In the <Options> section, the following keys may be used:

NumberOfThreads: Number of simultaneously running threads. Should be not more than the number of CPU cores of the machine. Default: 1.
MinMotifInformationContribution: Minimal information contribution of each of the motifs forming up the motif complex. Default: 6.0.
MaxOverlappingInformationContent: Maximal overlapping information content allowed in the motif complex. Default: 2.0.
MaxMotifSpacing: Maximal spacing between the motifs forming up the motif complex. Motif spacing is defined as the number of intervening base pairs between the edges of the two contributing motifs; negative values indicate motif overlap. Default: 50.
ConsiderOrientationsSeparately: Whether to calculate motif complex overrepresentation statistics separately for each of the two mutual motif orientations in a motif pair. One of: True, False. Default: True.
ConsiderMostSignificantComplexOnly: Whether to consider only the most significant motif complex structure for a motif pair. One of: True, False. Default: False.
TargetInstancesThreshold: Minimal number of instances in target dataset for an overrepresented motif complex not to be rejected. Default: 100.
FoldChangeThreshold: Fold change threshold. Default: 1.
PValueThreshold: p-value threshold, applied to p-values after Bonferroni correction. Default: 0.05.
DimerMotifFlanks: Number of flanking basepairs for dimer motifs. Default: 5.
ClusteringAcrossDatasets: Whether to allow prediction clusters to span across multiple datasets. One of: True, False. Default: True.
ClusteringDistanceConstant: Constant in the affine function for joining motif complexes by dimer motif similarity. Default: 0
ClusteringDistanceMultiplier: Multiplier in the affine function for joining motif complexes by dimer motif similarity. Default: 0.15
ClusteringOverlapThreshold: Overlap threshold for joining motif complexes by overlap of genomic instances.

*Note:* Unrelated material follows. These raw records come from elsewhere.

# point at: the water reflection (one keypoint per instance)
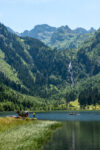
(76, 135)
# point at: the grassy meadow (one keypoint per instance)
(28, 134)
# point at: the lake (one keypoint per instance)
(80, 131)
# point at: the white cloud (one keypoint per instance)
(27, 1)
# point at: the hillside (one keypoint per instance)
(29, 68)
(62, 37)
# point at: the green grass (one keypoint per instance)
(17, 134)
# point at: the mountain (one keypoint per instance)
(61, 38)
(10, 30)
(32, 74)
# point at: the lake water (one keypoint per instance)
(78, 132)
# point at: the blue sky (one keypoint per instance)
(25, 14)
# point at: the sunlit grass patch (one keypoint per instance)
(25, 134)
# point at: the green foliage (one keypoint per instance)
(29, 69)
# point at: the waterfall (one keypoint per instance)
(70, 70)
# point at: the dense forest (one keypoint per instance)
(34, 76)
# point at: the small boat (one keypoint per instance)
(72, 113)
(23, 114)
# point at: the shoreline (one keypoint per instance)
(25, 134)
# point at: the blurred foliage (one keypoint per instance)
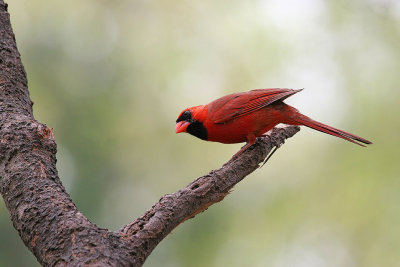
(111, 77)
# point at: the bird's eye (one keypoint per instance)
(187, 115)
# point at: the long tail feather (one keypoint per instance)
(300, 119)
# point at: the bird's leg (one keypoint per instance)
(251, 139)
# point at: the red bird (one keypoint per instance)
(242, 117)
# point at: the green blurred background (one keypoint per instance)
(110, 77)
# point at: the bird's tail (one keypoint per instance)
(297, 118)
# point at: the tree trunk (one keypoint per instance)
(42, 211)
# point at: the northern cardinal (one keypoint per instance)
(242, 117)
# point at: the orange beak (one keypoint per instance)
(181, 126)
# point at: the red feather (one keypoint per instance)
(241, 117)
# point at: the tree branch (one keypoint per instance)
(42, 211)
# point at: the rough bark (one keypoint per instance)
(42, 211)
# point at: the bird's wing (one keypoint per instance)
(232, 106)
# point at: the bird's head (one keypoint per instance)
(191, 121)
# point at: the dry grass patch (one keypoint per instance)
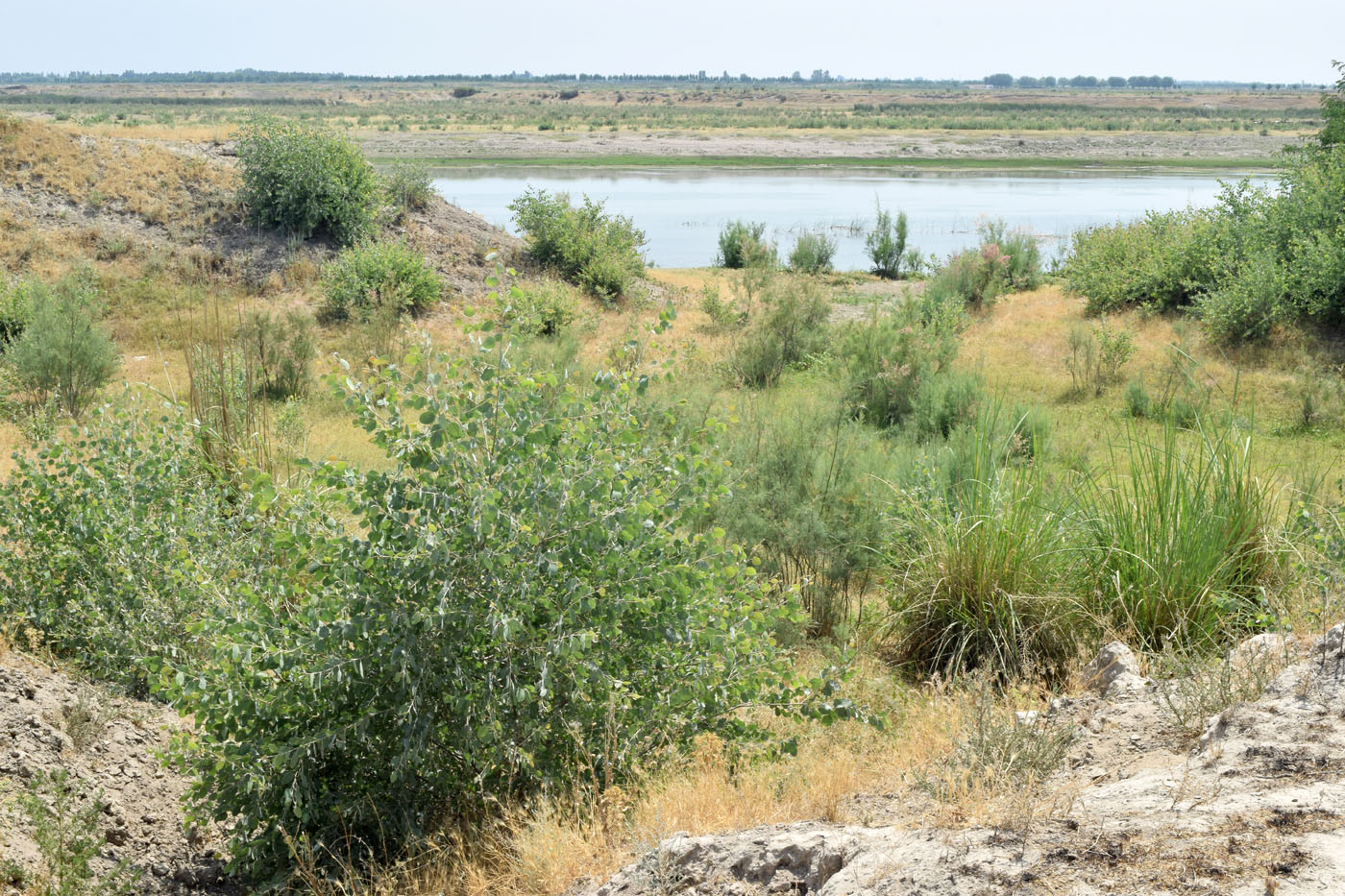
(148, 181)
(849, 774)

Default: 0.2
OutputPrefix: Prefix for all output files. Default: name of the specification file, after truncating trailing .spec if possible.
OutputDetailedStats: Whether to save detailed statistics for all motif complexes formed by pairs of motifs yielding an overrepresented motif complex. One of: None, Signature – only for signature motif complexes, All – for all overrepresented motif complexes. Default: All.
OutputDimerMotifs: Whether to save dimer motifs. One of: None, Signature, All. Default: All.
OutputGenomicLocations: Whether to save genomic locations of instances of overrepresented motif complexes. One of: None, Signature, All. Default: All.
GenomicLocationsMaxSpacingDeviation: Number of incorrect motif spacings to be considered while saving genomic instances. If greater than 0, genomic instances of incorrectly spaced variants of overrepresented motif complexes will be saved, with spacing deviation ranging between 1 and the given value. Default: 0.
OutputPValueDistribution: Whether to save p-value distribution, suitable for producing a Q-Q plot. One of: True, False. Default: True.

Output files

The following files are created as output, subject to the options discussed above:

<OutputPrefix>.tab: all overrepresented motif complexes, clustered into predictions
<OutputPrefix>.stats: detailed statistics for all motif pairs yielding an overrepresented motif complex
<OutputPrefix>.pwms: dimer motifs in TRANSFAC format
<OutputPrefix>.hits: genomic locations of instances of overrepresented motif complexes, and possibly of their incorrectly spaced variants
<OutputPrefix>.pval: p-value distribution.

Note on terminology

We define the offset as the coordinate of the leftmost position of one motif in the coordinate system of the other motif (with zero-based start), and the spacing as the number of intervening nucleotides between the edges of the two motifs (see below). As described in the paper, we allow for overlapping motif complexes, which are characterized by negative spacing.